Queen Elizabeth was 'a driving force behind excellent UK-Holy See relations'
By Devin Watkins
Ambassador Christopher Trott presented his Letters of Credence to Pope Francis on 4 September 2021. Appointed by the late Queen Elizabeth II, he was chosen to continue building on the past 40 years of full diplomatic relations between the United Kingdom and the Holy See.
In the wake of Her Majesty's death on Thursday, Ambassador Trott granted an interview with Vatican News to express his personal sadness at the passing of Queen Elizabeth II.
He also highlighted the importance she unfalteringly gave to the official relationship that exists between the UK and the Holy See, as well as her own warm personal relationship with the Popes throughout her 70 years as monarch.
Q: As the United Kingdom and the Commonwealth mourn the late Queen Elizabeth II, could you share with us your thoughts on her legacy and on this moment of transition to a new Monarch, King Charles III?

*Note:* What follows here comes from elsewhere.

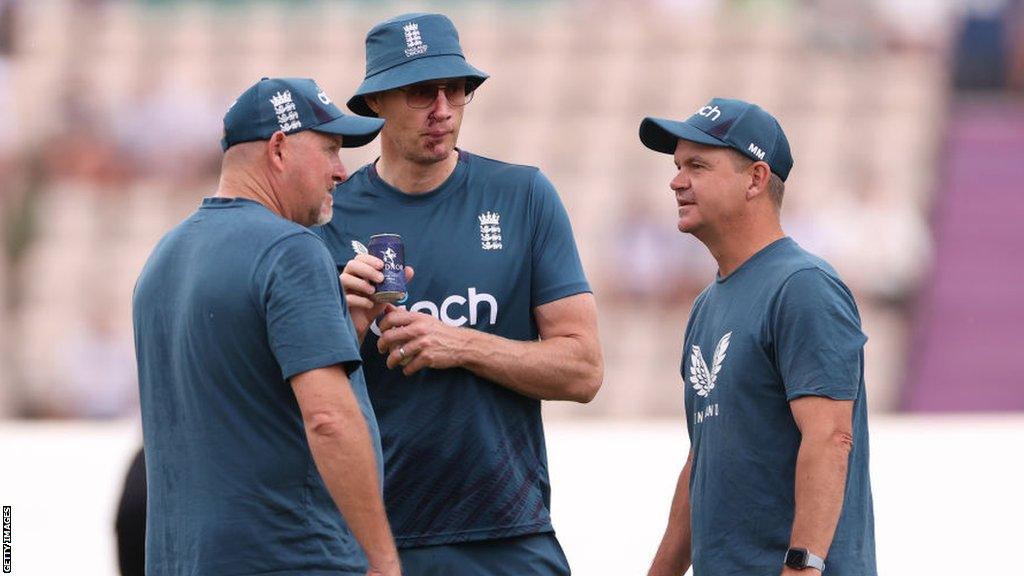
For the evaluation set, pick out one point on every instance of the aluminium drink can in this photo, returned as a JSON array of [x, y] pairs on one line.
[[389, 248]]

As the British Ambassador, this moment is a mixture of both personal and official reflections. I have had the honour of serving as Her Majesty’s Ambassador for the last 15 years in various countries, and for me personally, that was such a huge honour. Therefore, this moment is one of profound sadness, which is something that many, many British nationals feel across the globe.
I think Queen Elizabeth II provided for the UK a real sense of stability, a real sense of who we were, a sense of unity and her passing has united people in grief. I am actually in London at the moment watching peoples’ reaction here in the UK before I fly back to Rome. You really feel this sense of sadness.

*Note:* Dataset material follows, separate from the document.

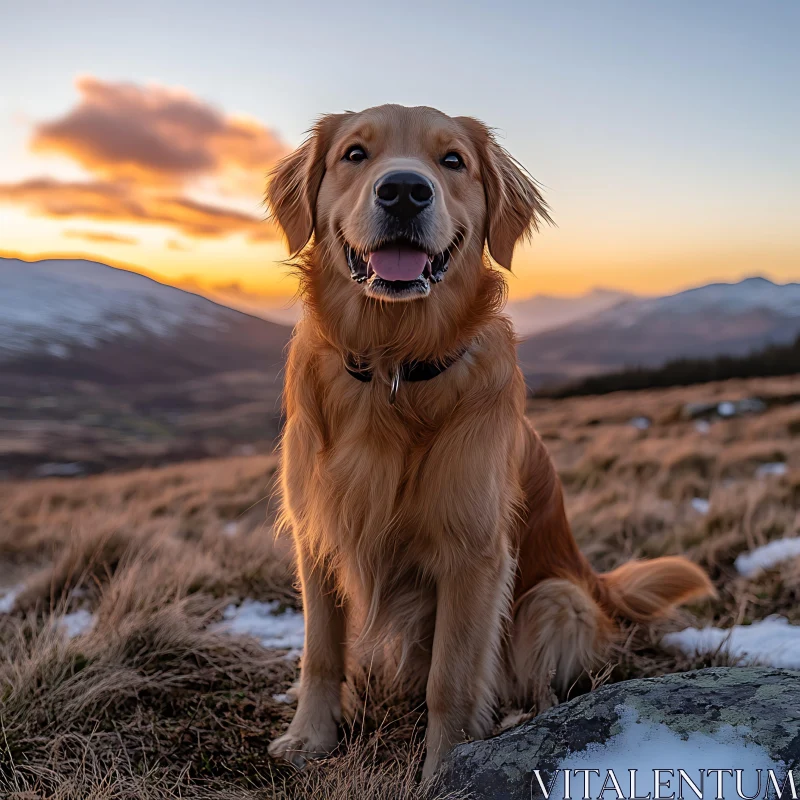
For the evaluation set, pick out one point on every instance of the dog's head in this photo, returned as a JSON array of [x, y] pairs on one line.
[[396, 196]]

I should say I think that was reflected in some of the international responses. I was very moved by His Holiness the Pope’s message on the passing of Her Majesty, and I think that reflects a message that she personally had invested in building our relationship and supporting the Ambassadors to the Holy See, in building a relationship with five separate Popes over the time of her reign, her first meeting being with Pius XII 1951 and her most recent one being with Pope Francis in 2014 and I think those really reflected a developing relationship between Britain and the Holy See.
Q: The late Queen as you said met with five Popes during her lifetime and with one as a Princess. What can you share about her relationship with the Popes and with the Holy See?
I think she had a huge amount of respect for each of the Popes that she met. And I think that when she met Pope Francis it was a really warm and spontaneous encounter, and there was a real expression of mutual respect which is reflected in the message that Pope Francis sent on her death. And I think that helps support the more formal state-to-state relationship I represent, because having that personal relationship, is reflected in that warmth.
Q: On a more personal level, what was Queen Elizabeth's relationship with the Diplomatic Corps and Ambassadors like yourself? Can you share any personal anecdotes?
The really important thing to remember is that an ambassador is technically the representative of the Head of State to the Head of State.
So, for an ambassador you are conscious all the time that you are a representative of Her Majesty and your appointment is confirmed by her. When you come to your new post you bring letters of credentials signed personally by her, to be handed over to the receiving Head of State; and you have the huge honour of being able in the early stages of each of your ambassadorial postings to be able to go an call on her Majesty the Queen – it’s called the “Ceremony of Kissing of the Hand” but doesn’t anymore involve any kissing – but it does involve you and your spouse having a personal conversation with Her Majesty the Queen, which is a huge honour, and she was always incredibly warm and incredibly well informed and really interested in you as a person and your family in a way that was really touching.
Q: Now, as King Charles III takes over, how do you see him following in his mother's footsteps in relationships with the Holy See?
I think you saw in the statement he made yesterday - he addressed the nation [on Friday] - he echoed many of the things that his mother had said over the years about her responsibility, her duty, her desire to serve her people.
And he referred to his faith in way Her Majesty the Queen would always refer to her faith, and the fact that she was guided by her faith in the decisions she took. And I think for the Holy See this has always been something very striking and something they’ve hugely respected over the years.
I think this will just reinforce the importance of the relationship because here is King Charles recognizing that he is King of a multi-faith country, but talking about his grounding in his Christian faith, which I think will speak very loudly, both to Pope Francis himself and to the Holy See more widely.
Q: Is there anything you would like to add?
I am very grateful to be able to have the opportunity to have this conversation with you. It is important for us to be remembering the guiding hand of Queen Elizabeth’s faith, and I just wanted to quote from her Christmas broadcast in 2002: she said, 'I know just how much I rely on my own faith to guide me through the good times and the bad; each day is a new beginning. I know that the only way to live, my life is to do what is right to take the long view, to give my best in all that the day brings, and put my trust in God.'
And I got the impression but that is also the way that Prince Charles, now King Charles, is approaching his role.